Rowerzyści ignorują zakaz jazdy przy Operze Bałtyckiej. Będą mandaty?

Maciej Naskręt
31 maja 2011 (artykuł sprzed 13 lat) 

Zobacz, jak rowerzyści ignorują zakaz ruchu na ścieżce przy al. Zwycięstwa we Wrzeszczu.



By zapewnić bezpieczeństwo pasażerom tymczasowego przystanku autobusowego przy Operze Bałtyckiej, drogowcy zamknęli biegnący tuż obok odcinek ścieżki rowerowej. Mimo to każdego dnia dochodzi tu prawie do rękoczynów między pieszymi i rowerzystami. Czy problem rozwiążą mandaty?



Co poprawi sytuację między pieszymi, a rowerzystami przy Operze Bałtyckiej?

Od początku remontu torowisk we Wrzeszczu, na wysokości Wojewódzkiego Sądu Administracyjnego znajduje się tymczasowy przystanek autobusu T6. Korzystają z niego pasażerowie przyjeżdżający z Wrzeszcza i Oliwy, oraz jadący w tamtym kierunku. W ciągu dnia przewija się tu mnóstwo osób. Tuż obok biegnie główna i najbardziej popularna droga rowerowa w Gdańsku, łącząca Wrzeszcz ze Śródmieściem. Jej zamknięcie na 200-metrowym odcinku miało zwiększyć bezpieczeństwo pasażerów. Nic z tego.

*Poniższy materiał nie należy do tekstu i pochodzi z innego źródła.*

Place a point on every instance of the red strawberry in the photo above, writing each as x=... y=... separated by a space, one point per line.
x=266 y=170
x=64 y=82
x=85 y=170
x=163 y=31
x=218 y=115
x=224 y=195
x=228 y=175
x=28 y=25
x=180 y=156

Rowerzyści bowiem całkowicie ignorują zakaz poruszania się ścieżką w tym miejscuzobacz na mapie Gdańska. Z tego powodu dochodzi do przepychanek miedzy nimi, a pieszymi.

- Na moich oczach 60-letni mężczyzna zrugał rowerzystę, który bez hamowania wjechał w tłum zgromadzony na przystanku. Młody człowiek już brał się do bijatyki, gdy starszemu panu pomogli inni czekający na autobus. Dopiero wtedy rowerzysta odjechał - relacjonuje pan Michał, którego spotkaliśmy na przystanku przed sądem.

Jaką alternatywę maja rowerzyści? Objazd ul. Piramowicza i al. Hallera jest trzykrotnie dłuższy niż jazda ścieżka, nic więc dziwnego, że korzysta z niego niewielu.

- Lepiej by było, gdyby drogowcy wytyczyli dla nas objazd ul. Konarskiego. Wymagałoby to jednak wytyczenia kontrpasa, bo ta droga jest jednokierunkowa. Taki objazd byłby jednak znacznie krótszy- mówi pan Mateusz, rowerzysta, którego spotkaliśmy na ścieżce we Wrzeszczu.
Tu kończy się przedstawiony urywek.